Alwaght- Aboriginal and Torres Strait Islander women are the fastest growing prison population in Australia and continue to face discrimination in their indigenous land.
A new report has shed light on the alarming rate at which the Indigenous women are being incarcerated in Australia, raising concern over the "immeasurable harm" caused by the situation and urging authorities to put an end to "cycles of disadvantage" that systematically suppress Indigenous women.
According to the report, titled "Over-represented and overlooked: the crisis of Aboriginal and Torres Strait Islander women's growing over imprisonment," since 1991, the imprisonment rate of Aboriginal and Torres Strait Islander women increased by 248 percent.

Aboriginal and Torres Strait Islander people make nearly 3 percent of the adult Australian population, but make up around 27 percent of the adult prison population.
Aboriginal and Torres Strait Islander women are currently imprisoned at 21 times the rate of non-Indigenous women.
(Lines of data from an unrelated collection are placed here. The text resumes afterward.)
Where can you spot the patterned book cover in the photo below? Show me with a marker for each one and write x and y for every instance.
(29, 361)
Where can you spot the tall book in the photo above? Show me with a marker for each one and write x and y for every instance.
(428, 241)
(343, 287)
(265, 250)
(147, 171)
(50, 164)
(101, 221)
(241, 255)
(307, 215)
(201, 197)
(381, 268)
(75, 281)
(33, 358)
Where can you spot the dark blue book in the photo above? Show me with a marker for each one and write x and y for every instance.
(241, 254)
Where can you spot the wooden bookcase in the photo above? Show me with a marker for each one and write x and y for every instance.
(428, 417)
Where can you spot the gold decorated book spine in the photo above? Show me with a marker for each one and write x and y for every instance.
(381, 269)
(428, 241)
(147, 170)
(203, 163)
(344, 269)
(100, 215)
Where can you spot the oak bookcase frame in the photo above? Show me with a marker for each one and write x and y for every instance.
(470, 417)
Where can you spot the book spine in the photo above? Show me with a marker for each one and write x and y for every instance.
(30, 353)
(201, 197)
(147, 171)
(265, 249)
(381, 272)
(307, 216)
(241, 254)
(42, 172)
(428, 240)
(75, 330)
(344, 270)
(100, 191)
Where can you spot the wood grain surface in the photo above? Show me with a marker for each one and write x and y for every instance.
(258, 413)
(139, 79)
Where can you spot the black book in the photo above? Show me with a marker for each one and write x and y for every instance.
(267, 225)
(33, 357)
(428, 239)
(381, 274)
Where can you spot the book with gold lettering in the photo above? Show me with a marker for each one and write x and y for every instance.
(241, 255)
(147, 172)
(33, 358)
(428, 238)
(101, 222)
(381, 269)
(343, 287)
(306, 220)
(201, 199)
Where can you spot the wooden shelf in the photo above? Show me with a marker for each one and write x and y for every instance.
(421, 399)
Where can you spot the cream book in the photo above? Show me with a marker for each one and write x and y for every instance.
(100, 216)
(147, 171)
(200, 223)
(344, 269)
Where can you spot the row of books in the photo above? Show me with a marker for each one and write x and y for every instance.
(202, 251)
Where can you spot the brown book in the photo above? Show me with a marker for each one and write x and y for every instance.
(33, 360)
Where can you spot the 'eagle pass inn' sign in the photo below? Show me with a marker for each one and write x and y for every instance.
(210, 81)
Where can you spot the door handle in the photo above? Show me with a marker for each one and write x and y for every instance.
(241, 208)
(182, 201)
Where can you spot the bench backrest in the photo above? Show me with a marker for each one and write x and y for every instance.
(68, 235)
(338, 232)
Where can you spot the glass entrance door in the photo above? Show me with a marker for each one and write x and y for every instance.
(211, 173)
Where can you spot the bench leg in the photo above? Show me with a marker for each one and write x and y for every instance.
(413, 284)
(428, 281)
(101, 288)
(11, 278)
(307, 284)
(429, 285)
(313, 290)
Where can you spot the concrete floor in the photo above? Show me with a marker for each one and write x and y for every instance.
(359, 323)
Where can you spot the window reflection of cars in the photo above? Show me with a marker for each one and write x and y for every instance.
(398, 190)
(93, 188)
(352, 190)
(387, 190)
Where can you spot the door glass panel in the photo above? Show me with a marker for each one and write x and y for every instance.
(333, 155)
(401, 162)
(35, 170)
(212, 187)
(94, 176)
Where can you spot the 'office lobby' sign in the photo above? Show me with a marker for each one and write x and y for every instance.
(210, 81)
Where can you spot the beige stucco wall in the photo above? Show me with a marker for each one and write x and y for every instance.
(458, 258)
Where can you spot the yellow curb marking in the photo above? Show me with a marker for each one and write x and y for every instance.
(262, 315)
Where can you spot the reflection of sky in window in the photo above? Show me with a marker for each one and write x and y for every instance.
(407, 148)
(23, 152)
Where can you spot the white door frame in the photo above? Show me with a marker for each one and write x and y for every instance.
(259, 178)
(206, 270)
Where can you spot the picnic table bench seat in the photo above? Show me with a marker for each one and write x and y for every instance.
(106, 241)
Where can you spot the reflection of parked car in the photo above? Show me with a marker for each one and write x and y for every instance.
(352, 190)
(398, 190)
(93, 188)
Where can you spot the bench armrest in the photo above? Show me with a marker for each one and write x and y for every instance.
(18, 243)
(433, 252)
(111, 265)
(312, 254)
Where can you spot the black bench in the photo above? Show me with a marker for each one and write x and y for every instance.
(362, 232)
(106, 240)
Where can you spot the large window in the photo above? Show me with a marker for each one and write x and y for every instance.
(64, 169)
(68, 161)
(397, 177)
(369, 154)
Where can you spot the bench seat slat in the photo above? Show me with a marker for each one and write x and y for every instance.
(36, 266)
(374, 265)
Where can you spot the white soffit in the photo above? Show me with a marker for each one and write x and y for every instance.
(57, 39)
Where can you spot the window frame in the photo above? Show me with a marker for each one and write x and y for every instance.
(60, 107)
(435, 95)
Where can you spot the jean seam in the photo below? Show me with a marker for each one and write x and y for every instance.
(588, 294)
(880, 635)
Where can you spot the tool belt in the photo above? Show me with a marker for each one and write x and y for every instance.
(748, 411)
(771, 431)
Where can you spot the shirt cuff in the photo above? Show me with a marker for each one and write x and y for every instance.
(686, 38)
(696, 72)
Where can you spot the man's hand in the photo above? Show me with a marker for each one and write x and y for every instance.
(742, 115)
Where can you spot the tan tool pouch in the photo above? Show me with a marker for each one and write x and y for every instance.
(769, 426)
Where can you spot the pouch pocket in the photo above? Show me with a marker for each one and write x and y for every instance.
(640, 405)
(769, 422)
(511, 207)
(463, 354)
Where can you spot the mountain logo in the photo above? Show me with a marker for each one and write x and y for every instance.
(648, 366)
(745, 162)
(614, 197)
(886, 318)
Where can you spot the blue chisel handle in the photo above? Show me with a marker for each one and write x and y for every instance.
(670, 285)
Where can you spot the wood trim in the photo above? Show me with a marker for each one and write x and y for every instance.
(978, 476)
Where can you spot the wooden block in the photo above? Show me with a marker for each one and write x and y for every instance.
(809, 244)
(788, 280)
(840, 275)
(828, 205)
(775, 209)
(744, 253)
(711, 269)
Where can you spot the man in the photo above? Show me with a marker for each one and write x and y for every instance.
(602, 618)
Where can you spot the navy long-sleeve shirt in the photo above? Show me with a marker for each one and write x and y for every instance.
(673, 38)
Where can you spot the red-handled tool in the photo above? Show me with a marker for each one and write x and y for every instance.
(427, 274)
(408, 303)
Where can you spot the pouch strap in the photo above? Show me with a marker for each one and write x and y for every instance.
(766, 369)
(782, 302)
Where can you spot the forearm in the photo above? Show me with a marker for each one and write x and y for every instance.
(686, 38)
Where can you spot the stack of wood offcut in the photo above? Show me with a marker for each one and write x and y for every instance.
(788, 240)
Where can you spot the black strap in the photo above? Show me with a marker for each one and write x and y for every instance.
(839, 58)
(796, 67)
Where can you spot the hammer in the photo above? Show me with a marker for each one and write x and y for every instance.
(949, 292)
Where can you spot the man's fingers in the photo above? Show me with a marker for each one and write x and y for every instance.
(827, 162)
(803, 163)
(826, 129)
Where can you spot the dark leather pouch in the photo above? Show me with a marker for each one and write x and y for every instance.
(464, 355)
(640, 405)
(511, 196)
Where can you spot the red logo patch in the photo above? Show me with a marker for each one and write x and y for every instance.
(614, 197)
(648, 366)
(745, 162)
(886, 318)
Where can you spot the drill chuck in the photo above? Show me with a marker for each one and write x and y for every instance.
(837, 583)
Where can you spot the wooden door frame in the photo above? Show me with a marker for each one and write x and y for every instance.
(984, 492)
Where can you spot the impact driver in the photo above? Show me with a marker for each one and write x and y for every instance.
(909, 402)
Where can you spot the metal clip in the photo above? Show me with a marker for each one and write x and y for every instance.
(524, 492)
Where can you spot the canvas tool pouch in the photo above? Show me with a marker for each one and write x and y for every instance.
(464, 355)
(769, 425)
By the end of June 2016, there were 1,062 Aboriginal and Torres Strait Islander women in Australian prisons, making up a staggering 34 percent of the adult female prison population.
Adrianne Walters, Acting Director of Legal Advocacy, HRLC, told the Guardian, “Imprisoning women, even when it’s for a short time on remand, causes a lot of upheaval not only in the lives of women but also their children."
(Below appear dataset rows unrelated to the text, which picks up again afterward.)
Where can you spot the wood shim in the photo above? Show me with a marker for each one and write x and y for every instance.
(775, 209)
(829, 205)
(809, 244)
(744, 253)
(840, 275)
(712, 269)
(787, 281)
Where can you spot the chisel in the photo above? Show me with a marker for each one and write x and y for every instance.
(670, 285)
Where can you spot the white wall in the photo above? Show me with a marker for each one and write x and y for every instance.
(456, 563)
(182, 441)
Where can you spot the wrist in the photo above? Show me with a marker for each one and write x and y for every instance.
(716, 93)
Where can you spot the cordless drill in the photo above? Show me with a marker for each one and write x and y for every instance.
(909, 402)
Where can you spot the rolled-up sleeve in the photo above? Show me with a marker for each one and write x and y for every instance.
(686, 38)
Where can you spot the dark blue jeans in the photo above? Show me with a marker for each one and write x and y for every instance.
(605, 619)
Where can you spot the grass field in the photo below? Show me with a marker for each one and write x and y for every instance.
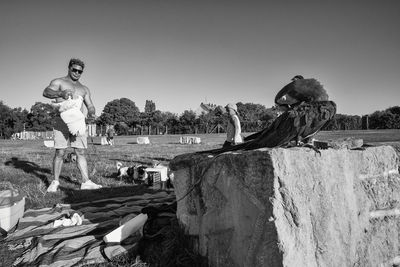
(27, 165)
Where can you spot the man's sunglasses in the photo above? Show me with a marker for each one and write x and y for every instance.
(77, 71)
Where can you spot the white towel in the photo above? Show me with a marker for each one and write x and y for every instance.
(71, 114)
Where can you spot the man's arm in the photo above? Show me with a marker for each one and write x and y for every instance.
(53, 91)
(89, 104)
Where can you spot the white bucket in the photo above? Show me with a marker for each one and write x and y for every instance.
(130, 227)
(12, 207)
(143, 140)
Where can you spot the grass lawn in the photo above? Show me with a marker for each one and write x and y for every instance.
(27, 165)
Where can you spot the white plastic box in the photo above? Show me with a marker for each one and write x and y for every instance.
(12, 207)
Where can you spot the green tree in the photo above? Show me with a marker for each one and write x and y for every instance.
(187, 122)
(120, 110)
(41, 117)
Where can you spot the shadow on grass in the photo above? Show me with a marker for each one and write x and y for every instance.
(30, 167)
(77, 196)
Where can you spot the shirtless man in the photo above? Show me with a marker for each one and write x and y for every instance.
(61, 89)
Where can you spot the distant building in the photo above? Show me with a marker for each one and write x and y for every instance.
(204, 108)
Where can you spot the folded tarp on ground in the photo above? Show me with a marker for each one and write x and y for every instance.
(83, 244)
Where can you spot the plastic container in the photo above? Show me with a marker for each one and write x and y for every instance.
(128, 228)
(12, 207)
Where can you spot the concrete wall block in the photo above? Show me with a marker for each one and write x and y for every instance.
(291, 207)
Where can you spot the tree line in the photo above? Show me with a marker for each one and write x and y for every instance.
(129, 120)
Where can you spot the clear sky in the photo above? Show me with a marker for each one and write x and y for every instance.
(181, 53)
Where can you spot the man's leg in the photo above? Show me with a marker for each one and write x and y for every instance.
(57, 165)
(82, 163)
(79, 143)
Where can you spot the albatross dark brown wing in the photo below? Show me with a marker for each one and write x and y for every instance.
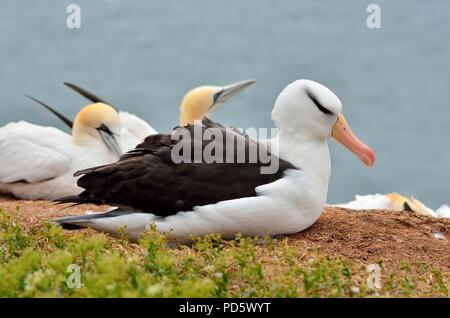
(147, 178)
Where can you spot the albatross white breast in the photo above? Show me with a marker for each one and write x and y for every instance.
(195, 199)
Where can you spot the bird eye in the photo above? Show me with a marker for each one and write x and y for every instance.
(105, 129)
(216, 96)
(318, 105)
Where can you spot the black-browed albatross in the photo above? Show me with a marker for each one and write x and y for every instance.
(195, 199)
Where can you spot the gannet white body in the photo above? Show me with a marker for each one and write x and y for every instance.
(393, 202)
(38, 162)
(199, 199)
“Some 80 percent of Aboriginal and Torres Strait Islander women in prison are mothers … so when we take Aboriginal women out of communities and out of families and into prisons, we are causing huge disruptions and we’re increasing the risk that their children will end up in the child protection system or potentially in the criminal justice system," Walters said.
Australia Officially Discriminates Aboriginals
Last month a UN Special Rapporteur on Indigenous Rights voiced deep concerns over Australia’s high rates of indigenous incarceration. And she believes this discrepancy is about discrimination, rather than indigenous Australians committing more crimes.

UN Special Rapporteur on Indigenous Rights Victoria Tauli-Corpuz explained that Australian authorities take indigenous children away from their families at nearly 10 times the rate of non-indigenous children. She further said this is why there are so many indigenous Australians in youth detention centers. Evidence of official discrimination is in the fact that authorities send children to these centers for very trivial reasons.
Based on multiple surveys, at least 20% of Australians admit to holding racist attitudes against indigenous people. This minimum figure holds true between 1969 and the present day. Also, a 2014 study found that at least a fifth of those surveyed said they would express their racist attitudes towards Aboriginals when interacting with them.
Another study released in 2014 underscored that one in five Australians would move if an Aboriginal or Torres Strait Islander sat next to them.
Life as an Aboriginal in Australia can be extremely distressing. A 2015 study showed that over 70% of Aboriginals said they were mistreated in the past six months.
Aboriginals subjected to genocide
Last February, Amnesty International rights group has slammed Australia for rights violations against Aboriginals in the country, saying indigenous kids are 24 times more likely to be arrested than their non-native peers. The Amnesty report slammed the Australian justice system’s treatment of Aborigines.
Aboriginal Australians have long been subjected to genocide, forced permanent removal, dispossession, racial discrimination, and the destruction of their land.
Australia’s nearly 700,000 indigenous citizens rank near the bottom of almost every economic and social indicator for the country’s 23 million people.